On pourrait croire que le déficit des hôpitaux publics serait dû à un prix de journée moindre. Les règles de financement sont cependant les mêmes pour tous les hôpitaux. C’est la lourdeur de la pathologie et les activités qui déterminent le budget des moyens financiers de l’hôpital. Et lorsqu’on compare les prix de journée au 1er janvier 2003, hors hôpitaux universitaires, on constate que le prix de journée moyen des hôpitaux publics est même légèrement supérieur à celui des hôpitaux privés.

Par contre, force est de constater que globalement les résultats financiers des hôpitaux publics dans tous les services, pharmacies, consultations, médico-techniques ou hospitalisations sont moins bons. On constate aussi des différences de résultat importantes entre hôpitaux publics.

Les hôpitaux publics ont sans doute plus de contraintes administratives mais cela n’explique pas la hauteur de certains déficits, plutôt imputables à des problèmes de gestion.

 

Dans ces conditions, on peut se demander s’il est opportun que les régions wallonnes et bruxelloises réservent des moyens publics, financés par tous les contribuables pour couvrir les déficits cumulés de certains hôpitaux publics.

 

Couvrir le déficit des hôpitaux publics : une vraie priorité sociale ?

 

Là où le seul hôpital de référence est privé associatif, il est bien sûr accessible à toute la population locale. Parce que le statut est non-public, aucune aide financière ne sera accordée alors que cet hôpital accueille et soigne tout autant les patients démunis. Mais surtout n’est-ce pas remplir un tonneau sans fond ? N’y a-t-il pas d’autres priorités sociales plus essentielles que le déficit de gestion de certains hôpitaux publics, telles que le logement, la mobilité ou l’enseignement ? L’emprunt de la région wallonne aurait aussi pu servir à financer la nécessaire modernisation du parc hospitalier wallon dont l’état de vétusté devient inquiétant pour le maintien de la qualité des soins.

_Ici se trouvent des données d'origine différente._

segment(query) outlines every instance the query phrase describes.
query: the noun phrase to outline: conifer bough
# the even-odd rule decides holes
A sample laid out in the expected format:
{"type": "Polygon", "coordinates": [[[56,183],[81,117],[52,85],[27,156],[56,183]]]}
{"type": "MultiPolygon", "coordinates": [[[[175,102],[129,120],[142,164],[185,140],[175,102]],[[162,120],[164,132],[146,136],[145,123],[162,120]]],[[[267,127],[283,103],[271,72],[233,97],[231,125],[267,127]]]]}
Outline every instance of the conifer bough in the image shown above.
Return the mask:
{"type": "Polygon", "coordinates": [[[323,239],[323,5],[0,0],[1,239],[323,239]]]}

Plus fondamentalement, le sous-financement du secteur hospitalier est réel et conduit tous les hôpitaux à se tourner vers les patients pour trouver de nouvelles recettes. Selon le type de “clientèle”, plus riche, mieux assurée, on peut trouver plus de “recettes” mais lorsque la région connaît des difficultés économiques, faire payer plus les patients augmente surtout le contentieux avec les patients. On assiste ainsi à une certaine stratification sociale des hôpitaux et, par cette privatisation larvée, au développement d’une médecine à plusieurs vitesses. Cette évolution est un fameux défi pour notre système de soins de santé et tous les hôpitaux qu’ils soient publics ou privés, y seront confrontés.

 

Hôpitaux publics et hôpitaux privés accueillent toutes les catégories de la population. Ils font face aux mêmes difficultés financières. Aussi réserver certaines aides publiques, comme l’a fait la région wallonne, aux seuls hôpitaux publics, n’est ni juste, ni efficace. Cela risque même d’accentuer le développement d’une médecine à plusieurs vitesses.